Ini menunjukkan betapa politik memiliki tempat yang sangat strategis bagi tegaknya nilai kebenaran dan keadilan. Demikian pula ungkapan Yusril lainnya: “Sistem yang baik akan memungkinkan orang yang jahat menjadi baik. Demikian pula sebaliknya system yang buruk akan memaksa orang baik menjadi ikut jahat.”
Prof Dr KH Didin Hafidhuddin, Ketua Umum Badan Kerja Sama Pondok Pesantren Indonesia (BKSPPI) dalam suatu kesempatan–saat penulis juga di forum tersebut–menyampaikan bahwa pemimpin umat itu harus memiliki peran yang sangat strategis untuk himayatuddin, himayatul ummah ,dan himayatud daulah yakni menjaga nilai-nilai keislaman, mengayomi umat dan merawat kebangsaan dan kesatuan NKRI.
Dengan demikian madzhab fikih dan madzhab politik tentu berbeda. Mazhab politik seyogyanya perlu dilakukan telaah dan kajian yang objektif, agar arah politik ini benar-benar benuansa syiasiah Islamiah, yakni politik yang tetap dalam jalur ketentuan syariat Islam.
Kepentingan ini sebenarnya sudah menjadi perhatian para tokoh umat ini, sehingga pada tahun 1937 didirikan MIAI (Majelis Islam A’la Indonesia) di Surabaya.
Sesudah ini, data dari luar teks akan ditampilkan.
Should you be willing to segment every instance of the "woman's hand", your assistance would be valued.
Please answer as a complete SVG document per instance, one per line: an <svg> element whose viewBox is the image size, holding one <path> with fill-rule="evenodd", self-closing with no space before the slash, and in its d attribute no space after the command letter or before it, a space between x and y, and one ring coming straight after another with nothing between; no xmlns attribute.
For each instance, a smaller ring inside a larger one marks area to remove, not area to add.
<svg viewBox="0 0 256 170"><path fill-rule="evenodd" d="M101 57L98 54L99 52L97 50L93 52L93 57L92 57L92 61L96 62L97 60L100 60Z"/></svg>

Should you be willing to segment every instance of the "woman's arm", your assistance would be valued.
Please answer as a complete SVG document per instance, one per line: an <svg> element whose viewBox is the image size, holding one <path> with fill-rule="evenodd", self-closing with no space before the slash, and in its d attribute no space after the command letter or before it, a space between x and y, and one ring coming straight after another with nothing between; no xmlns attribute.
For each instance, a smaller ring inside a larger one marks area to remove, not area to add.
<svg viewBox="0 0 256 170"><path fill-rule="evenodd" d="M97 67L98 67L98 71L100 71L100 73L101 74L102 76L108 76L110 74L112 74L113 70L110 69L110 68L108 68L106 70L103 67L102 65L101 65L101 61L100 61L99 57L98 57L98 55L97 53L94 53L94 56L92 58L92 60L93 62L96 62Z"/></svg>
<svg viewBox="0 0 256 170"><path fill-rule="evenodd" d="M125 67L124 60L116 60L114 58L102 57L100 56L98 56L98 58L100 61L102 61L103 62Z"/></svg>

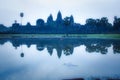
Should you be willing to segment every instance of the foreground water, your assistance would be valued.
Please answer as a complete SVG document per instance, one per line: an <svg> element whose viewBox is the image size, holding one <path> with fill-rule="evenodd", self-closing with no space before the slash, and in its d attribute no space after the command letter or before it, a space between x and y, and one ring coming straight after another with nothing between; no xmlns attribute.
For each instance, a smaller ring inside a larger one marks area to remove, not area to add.
<svg viewBox="0 0 120 80"><path fill-rule="evenodd" d="M0 80L120 79L120 40L0 39Z"/></svg>

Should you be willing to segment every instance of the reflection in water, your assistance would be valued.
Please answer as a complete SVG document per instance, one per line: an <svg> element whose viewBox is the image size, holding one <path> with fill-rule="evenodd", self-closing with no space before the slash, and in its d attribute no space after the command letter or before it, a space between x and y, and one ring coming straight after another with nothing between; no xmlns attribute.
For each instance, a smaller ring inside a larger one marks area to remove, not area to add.
<svg viewBox="0 0 120 80"><path fill-rule="evenodd" d="M6 41L10 41L12 45L17 48L23 44L29 48L35 44L37 50L43 51L47 48L50 55L53 54L53 49L56 49L58 58L61 57L62 52L68 56L73 54L74 48L80 45L86 46L86 51L89 53L97 52L101 54L107 54L108 48L113 46L114 53L120 53L120 40L115 39L80 39L80 38L13 38L13 39L0 39L0 44L3 45ZM21 57L24 57L24 53L21 53Z"/></svg>
<svg viewBox="0 0 120 80"><path fill-rule="evenodd" d="M21 53L20 56L21 56L21 57L24 57L24 53Z"/></svg>
<svg viewBox="0 0 120 80"><path fill-rule="evenodd" d="M9 38L0 44L0 80L120 79L119 39Z"/></svg>

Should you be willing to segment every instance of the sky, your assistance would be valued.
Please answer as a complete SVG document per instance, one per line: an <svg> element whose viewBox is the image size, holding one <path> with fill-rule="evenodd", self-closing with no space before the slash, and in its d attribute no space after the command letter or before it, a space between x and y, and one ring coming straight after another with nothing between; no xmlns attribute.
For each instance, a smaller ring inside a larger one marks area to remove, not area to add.
<svg viewBox="0 0 120 80"><path fill-rule="evenodd" d="M0 24L11 26L15 20L21 22L20 12L24 13L23 24L36 24L41 18L45 22L52 14L56 20L58 11L62 17L73 15L76 23L85 24L88 18L120 17L120 0L0 0Z"/></svg>

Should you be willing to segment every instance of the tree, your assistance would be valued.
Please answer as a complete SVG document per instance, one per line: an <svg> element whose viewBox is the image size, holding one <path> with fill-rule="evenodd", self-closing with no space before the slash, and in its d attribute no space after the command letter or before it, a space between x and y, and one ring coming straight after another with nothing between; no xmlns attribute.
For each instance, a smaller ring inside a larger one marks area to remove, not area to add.
<svg viewBox="0 0 120 80"><path fill-rule="evenodd" d="M73 25L73 24L74 24L74 18L73 18L73 16L72 16L72 15L70 16L70 24L71 24L71 25Z"/></svg>
<svg viewBox="0 0 120 80"><path fill-rule="evenodd" d="M120 28L120 18L117 18L117 16L114 17L113 26L114 26L115 29Z"/></svg>
<svg viewBox="0 0 120 80"><path fill-rule="evenodd" d="M92 19L92 18L89 18L89 19L86 20L86 25L95 26L96 25L96 20Z"/></svg>
<svg viewBox="0 0 120 80"><path fill-rule="evenodd" d="M64 25L66 26L70 25L70 17L65 17L63 21L64 21Z"/></svg>
<svg viewBox="0 0 120 80"><path fill-rule="evenodd" d="M62 14L61 14L60 11L59 11L58 14L57 14L56 23L57 23L57 24L62 24Z"/></svg>
<svg viewBox="0 0 120 80"><path fill-rule="evenodd" d="M108 26L108 18L102 17L100 20L101 26Z"/></svg>
<svg viewBox="0 0 120 80"><path fill-rule="evenodd" d="M50 14L50 16L47 18L47 24L52 25L52 23L53 23L53 16L52 14Z"/></svg>
<svg viewBox="0 0 120 80"><path fill-rule="evenodd" d="M38 26L38 27L43 27L44 26L44 20L43 19L38 19L37 21L36 21L36 26Z"/></svg>
<svg viewBox="0 0 120 80"><path fill-rule="evenodd" d="M20 17L21 17L21 25L22 25L22 18L24 17L24 13L23 12L20 13Z"/></svg>

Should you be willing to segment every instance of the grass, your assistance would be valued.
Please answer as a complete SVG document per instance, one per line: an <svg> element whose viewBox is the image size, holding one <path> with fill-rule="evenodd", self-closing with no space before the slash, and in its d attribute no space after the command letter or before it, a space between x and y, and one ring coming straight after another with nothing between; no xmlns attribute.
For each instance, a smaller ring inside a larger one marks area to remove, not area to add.
<svg viewBox="0 0 120 80"><path fill-rule="evenodd" d="M120 34L0 34L0 38L102 38L120 39Z"/></svg>

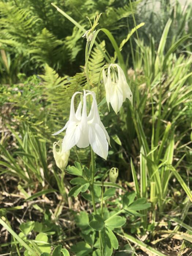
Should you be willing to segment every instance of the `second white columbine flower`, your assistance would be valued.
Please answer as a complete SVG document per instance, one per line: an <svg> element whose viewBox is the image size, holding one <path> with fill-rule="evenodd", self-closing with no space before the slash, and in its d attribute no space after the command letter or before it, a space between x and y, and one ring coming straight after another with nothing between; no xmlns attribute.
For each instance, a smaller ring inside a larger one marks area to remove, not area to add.
<svg viewBox="0 0 192 256"><path fill-rule="evenodd" d="M116 70L117 68L117 75ZM111 74L112 71L112 78ZM105 69L103 69L103 83L106 93L106 101L109 108L110 103L116 114L119 111L126 98L133 105L133 95L128 85L125 74L117 64L110 64L108 68L107 78Z"/></svg>
<svg viewBox="0 0 192 256"><path fill-rule="evenodd" d="M69 120L63 128L52 135L59 134L66 129L62 145L64 152L67 152L75 145L79 148L85 148L90 144L96 154L106 159L110 139L101 121L95 94L94 92L84 90L82 112L82 105L80 101L75 112L74 100L75 96L78 94L82 94L82 93L75 93L71 98ZM92 97L93 102L87 116L87 97L89 95Z"/></svg>

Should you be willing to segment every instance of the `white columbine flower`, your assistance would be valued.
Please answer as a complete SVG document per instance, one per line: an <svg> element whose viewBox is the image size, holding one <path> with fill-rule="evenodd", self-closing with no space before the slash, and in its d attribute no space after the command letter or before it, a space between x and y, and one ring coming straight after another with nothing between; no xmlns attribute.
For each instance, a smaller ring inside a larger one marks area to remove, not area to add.
<svg viewBox="0 0 192 256"><path fill-rule="evenodd" d="M118 75L115 69L117 68ZM113 73L112 79L111 69ZM131 101L133 105L133 95L127 82L125 74L120 67L117 64L110 64L108 68L107 78L105 70L103 69L103 83L106 93L106 101L109 109L109 103L116 114L125 101L126 98Z"/></svg>
<svg viewBox="0 0 192 256"><path fill-rule="evenodd" d="M57 145L59 147L59 150L56 149ZM53 152L57 166L61 170L63 170L67 165L70 151L68 150L66 152L64 152L61 147L61 142L59 141L58 142L55 142L53 143Z"/></svg>
<svg viewBox="0 0 192 256"><path fill-rule="evenodd" d="M63 128L52 135L59 134L67 128L62 145L64 152L67 152L75 145L79 148L85 148L90 144L96 154L106 159L110 139L101 121L95 94L90 91L84 90L82 113L80 101L75 113L74 99L78 94L82 94L82 93L75 93L71 98L69 120ZM87 116L86 100L88 95L92 96L93 102Z"/></svg>

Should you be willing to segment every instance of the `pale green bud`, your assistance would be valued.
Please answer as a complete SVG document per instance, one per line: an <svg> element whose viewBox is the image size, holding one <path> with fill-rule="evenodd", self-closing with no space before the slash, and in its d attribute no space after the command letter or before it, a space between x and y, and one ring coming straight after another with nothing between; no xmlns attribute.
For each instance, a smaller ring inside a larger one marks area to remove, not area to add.
<svg viewBox="0 0 192 256"><path fill-rule="evenodd" d="M113 167L109 171L109 180L111 182L115 183L118 175L118 168Z"/></svg>
<svg viewBox="0 0 192 256"><path fill-rule="evenodd" d="M59 146L59 150L56 148L57 145ZM63 150L62 150L61 142L59 140L57 142L55 142L53 143L53 152L57 166L61 170L63 170L68 163L70 150L68 150L66 152L64 152Z"/></svg>

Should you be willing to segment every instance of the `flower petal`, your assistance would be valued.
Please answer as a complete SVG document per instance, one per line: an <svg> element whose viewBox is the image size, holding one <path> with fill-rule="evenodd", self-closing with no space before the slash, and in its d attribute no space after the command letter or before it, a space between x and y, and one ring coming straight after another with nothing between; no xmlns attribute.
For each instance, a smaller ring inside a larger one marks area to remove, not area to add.
<svg viewBox="0 0 192 256"><path fill-rule="evenodd" d="M74 147L80 137L79 126L76 122L70 122L66 131L62 144L62 150L66 152Z"/></svg>
<svg viewBox="0 0 192 256"><path fill-rule="evenodd" d="M62 132L63 132L63 131L64 131L65 129L68 127L68 125L69 124L69 121L68 121L66 123L65 125L63 128L62 128L60 130L59 130L59 131L58 131L57 132L55 132L54 133L53 133L53 134L52 134L51 135L57 135L57 134L59 134L59 133L61 133Z"/></svg>
<svg viewBox="0 0 192 256"><path fill-rule="evenodd" d="M109 145L103 129L97 124L91 124L89 126L89 136L93 150L106 160Z"/></svg>
<svg viewBox="0 0 192 256"><path fill-rule="evenodd" d="M110 143L110 138L109 138L109 135L108 134L108 132L107 132L106 131L106 129L105 128L105 126L103 125L103 123L101 122L101 121L100 121L100 122L99 123L99 125L101 126L101 128L102 129L103 131L105 133L105 136L106 136L106 138L107 138L107 141L108 142L108 143L109 144L110 146L111 146L111 144Z"/></svg>
<svg viewBox="0 0 192 256"><path fill-rule="evenodd" d="M118 84L113 86L113 92L111 93L110 103L113 109L117 114L123 104L123 92Z"/></svg>
<svg viewBox="0 0 192 256"><path fill-rule="evenodd" d="M89 145L89 127L87 124L87 114L86 95L84 90L83 105L82 111L82 116L80 124L79 125L80 136L79 139L77 143L77 146L80 148L85 148Z"/></svg>
<svg viewBox="0 0 192 256"><path fill-rule="evenodd" d="M80 120L81 118L81 109L82 108L82 104L80 101L78 108L77 108L77 111L75 113L75 117L77 119Z"/></svg>
<svg viewBox="0 0 192 256"><path fill-rule="evenodd" d="M74 99L75 96L79 94L82 94L82 93L81 93L80 91L77 91L76 93L75 93L72 96L72 97L71 98L71 108L70 109L70 115L69 120L69 121L72 122L74 122L76 121L76 118L75 113L75 108L74 107Z"/></svg>

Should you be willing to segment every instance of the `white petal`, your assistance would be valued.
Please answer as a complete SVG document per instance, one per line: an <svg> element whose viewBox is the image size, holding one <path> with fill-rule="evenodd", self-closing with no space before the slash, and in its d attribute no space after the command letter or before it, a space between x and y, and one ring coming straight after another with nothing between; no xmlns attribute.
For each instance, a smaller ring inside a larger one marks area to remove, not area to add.
<svg viewBox="0 0 192 256"><path fill-rule="evenodd" d="M74 99L75 96L79 94L82 94L82 93L79 91L77 91L75 93L71 98L71 108L70 109L70 115L69 120L72 122L76 121L75 114L75 108L74 107Z"/></svg>
<svg viewBox="0 0 192 256"><path fill-rule="evenodd" d="M79 125L80 136L76 144L78 147L84 148L89 146L90 143L89 138L89 129L88 124L82 127L80 124Z"/></svg>
<svg viewBox="0 0 192 256"><path fill-rule="evenodd" d="M78 108L77 108L77 111L75 113L75 117L76 118L79 120L80 120L81 118L81 109L82 108L82 104L80 101Z"/></svg>
<svg viewBox="0 0 192 256"><path fill-rule="evenodd" d="M106 75L105 74L105 69L103 68L103 83L104 84L105 84L107 82L107 77L106 76Z"/></svg>
<svg viewBox="0 0 192 256"><path fill-rule="evenodd" d="M80 136L79 139L77 143L77 146L80 148L85 148L89 145L89 127L87 124L87 115L86 94L84 90L83 96L83 105L82 111L82 116L80 124L79 125Z"/></svg>
<svg viewBox="0 0 192 256"><path fill-rule="evenodd" d="M54 133L53 133L53 134L52 134L51 135L57 135L57 134L59 134L59 133L61 133L61 132L63 132L63 131L64 131L64 130L67 127L68 124L69 124L69 121L68 121L66 123L65 125L65 126L64 126L63 128L62 128L59 131L58 131L57 132L55 132Z"/></svg>
<svg viewBox="0 0 192 256"><path fill-rule="evenodd" d="M113 109L117 114L123 104L123 92L118 84L113 86L113 92L110 95L110 103Z"/></svg>
<svg viewBox="0 0 192 256"><path fill-rule="evenodd" d="M108 143L109 144L110 146L111 146L111 144L110 143L110 138L109 138L109 136L108 134L108 133L106 131L106 129L105 128L105 126L103 125L103 123L101 122L101 121L100 121L100 123L99 123L99 125L101 126L101 128L102 129L103 131L105 133L105 136L106 136L106 138L107 138L107 141L108 142Z"/></svg>
<svg viewBox="0 0 192 256"><path fill-rule="evenodd" d="M80 137L79 125L75 122L70 122L66 131L62 144L62 150L66 152L74 147Z"/></svg>
<svg viewBox="0 0 192 256"><path fill-rule="evenodd" d="M89 125L89 136L93 151L105 160L108 155L109 145L103 129L97 124Z"/></svg>

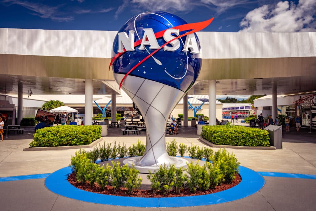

Selanjutnya MIAI bermetamorfosis menjadi Masyumi (Majelis Syura Mislimim Indonesia) yang kemudian menjadi partai politik pasca diproklamasikan kemerdekaan Negara Kesatuan Republik Indonesia.
Setiap pelaku dalam gerakan politik Islam sudah seharusnya dapat melepaskan diri dan kepentingan sekterianisme dan primordialisme, menuju berpikir untuk kepentingan yang lebih besar yaitu misi besar Islam adalah rahmatan lil alamin dan kaffatan linnas.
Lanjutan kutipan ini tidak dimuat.